A Proposed Set of Communicative Gestures for Human Robot Interaction and an RGB Image-based Gesture Recognizer Implemented in ROS
This work addresses the need for standardized gestures in human-robot interaction, though it is incremental as it builds on existing methods like 3D CNNs and ROS integration.
The authors tackled the problem of intuitive human-robot interaction by proposing a set of communicative gestures and developing a gesture recognition system, achieving 84.1% accuracy with a 3D CNN classifier on a dataset of ~7500 video demonstrations.
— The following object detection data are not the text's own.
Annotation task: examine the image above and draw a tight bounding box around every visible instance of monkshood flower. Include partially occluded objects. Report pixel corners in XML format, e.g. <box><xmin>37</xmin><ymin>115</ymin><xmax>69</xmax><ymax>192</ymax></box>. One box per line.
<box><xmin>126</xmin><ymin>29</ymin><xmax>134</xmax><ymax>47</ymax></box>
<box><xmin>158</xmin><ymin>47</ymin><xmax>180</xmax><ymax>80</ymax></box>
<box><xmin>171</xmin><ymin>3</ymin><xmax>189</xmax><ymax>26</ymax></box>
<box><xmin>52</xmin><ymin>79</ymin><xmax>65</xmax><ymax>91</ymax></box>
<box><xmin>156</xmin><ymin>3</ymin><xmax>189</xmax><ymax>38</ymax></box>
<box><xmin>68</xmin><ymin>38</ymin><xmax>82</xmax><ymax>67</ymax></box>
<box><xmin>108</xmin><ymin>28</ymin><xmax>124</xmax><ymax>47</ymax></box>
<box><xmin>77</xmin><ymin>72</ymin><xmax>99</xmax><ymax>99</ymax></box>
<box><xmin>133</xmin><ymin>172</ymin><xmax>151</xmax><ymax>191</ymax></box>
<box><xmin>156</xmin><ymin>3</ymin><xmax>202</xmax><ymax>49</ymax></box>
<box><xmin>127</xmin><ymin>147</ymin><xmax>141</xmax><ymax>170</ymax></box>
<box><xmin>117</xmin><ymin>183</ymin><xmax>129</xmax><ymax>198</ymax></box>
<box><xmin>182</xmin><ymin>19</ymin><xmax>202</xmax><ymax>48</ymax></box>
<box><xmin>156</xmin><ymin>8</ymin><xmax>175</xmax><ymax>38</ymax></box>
We propose a set of communicative gestures and develop a gesture recognition system with the aim of facilitating more intuitive Human-Robot Interaction (HRI) through gestures. First, we propose a set of commands commonly used for human-robot interaction. Next, an online user study with 190 participants was performed to investigate if there was an agreed set of gestures that people intuitively use to communicate the given commands to robots when no guidance or training were given. As we found large variations among the gestures exist between participants, we then proposed a set of gestures for the proposed commands to be used as a common foundation for robot interaction. We collected ~7500 video demonstrations of the proposed gestures and trained a gesture recognition model, adapting 3D Convolutional Neural Networks (CNN) as the classifier, with a final accuracy of 84.1% (sigma=2.4). The resulting model was capable of training successfully with a relatively small amount of training data. We integrated the gesture recognition model into the ROS framework and report details for a demonstrated use case, where a person commands a robot to perform a pick and place task using the proposed set. This integrated ROS gesture recognition system is made available for use, and built with the intention to allow for new adaptations depending on robot model and use case scenarios, for novel user applications.